= Djondjon =

Haitian edible black mushroom

Djondjon (also spelled djon djon or djon-djon) is the common name for black edible mushrooms used as a delicacy in some Haitian dishes, such as diri djondjon. The name djondjon does not refer to a single species of mushroom, but is rather a colloquial name for a group of several edible, taxonomically distinct species. However, some researchers suggest that the most common species is Psathyrella cf. hymenocephala. Species from Cantharellus and Inocybe have also been identified in dried mixtures sold in Haitian markets.

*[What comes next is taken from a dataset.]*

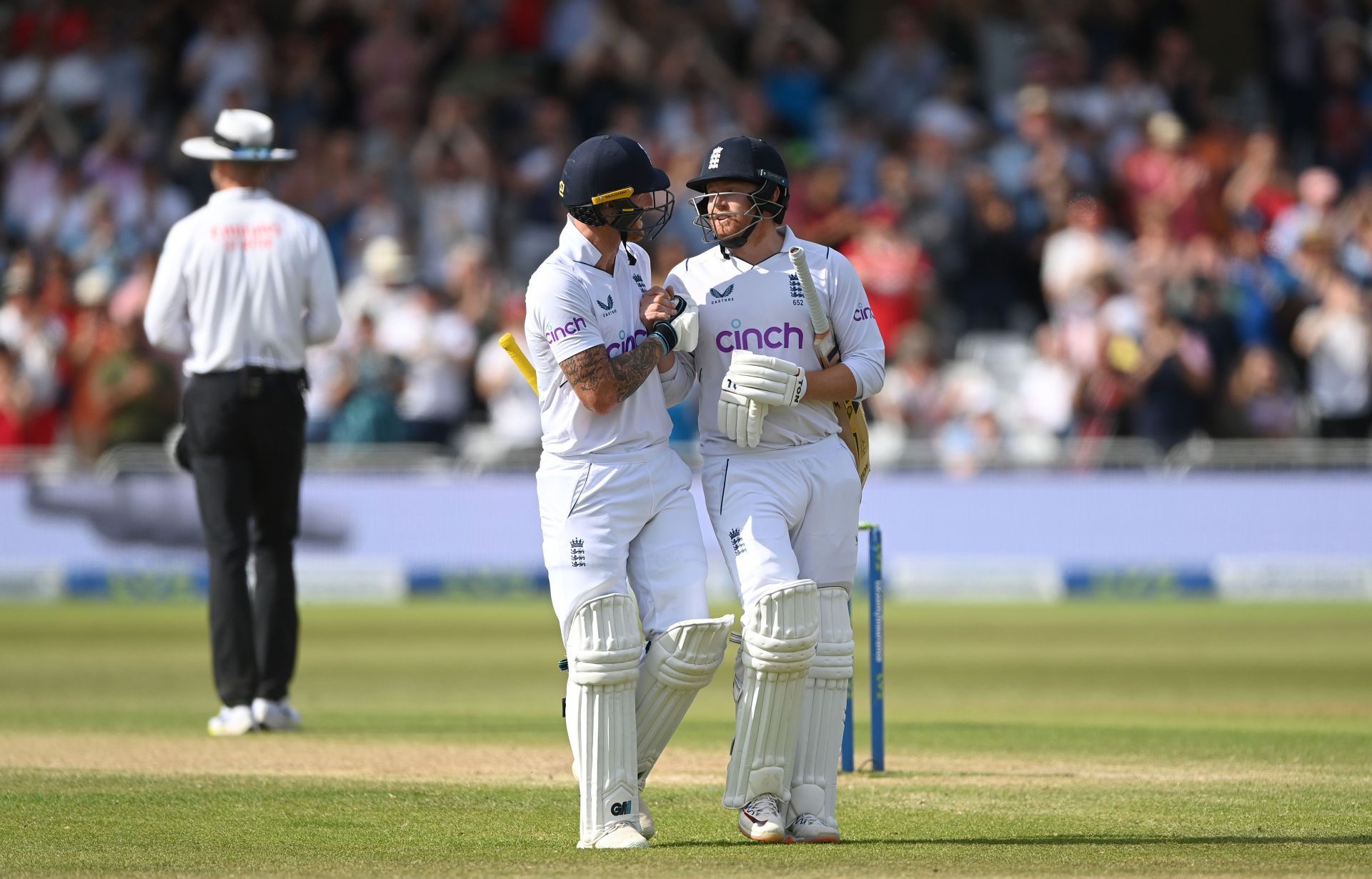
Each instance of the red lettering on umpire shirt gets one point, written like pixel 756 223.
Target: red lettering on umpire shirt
pixel 246 237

The mushrooms can be found on the marketplace in some western stores, though reportedly they are sold at high prices — Gene Yetter of the New Jersey Mycological Association and New York Mycological Society reported that he found them being sold dried in New York for around US$1 for a quarter of an ounce.

==Use in cooking==
When cooked, djondjon mushrooms give the dish that they are in an "exquisite color, taste, and aroma." Before cooking, the inedible stems are removed from the dried mushrooms and the caps are used. Djondjon are often served with rice and a meat such as pork, or fish. Boiling the mushrooms releases a grayish-black color into the water, which can then be used to flavor and color the rice they are served with, giving it a black color. Dishes utilizing the mushroom are often served in Haiti on special occasions, such as birthdays, weddings, or on Christmas. Haitians living abroad will often seek out the mushroom for use in cooking in grocery stores located in areas with a large Haitian population, though sometimes they may use a flavored bouillon cube produced by the German company Maggi instead.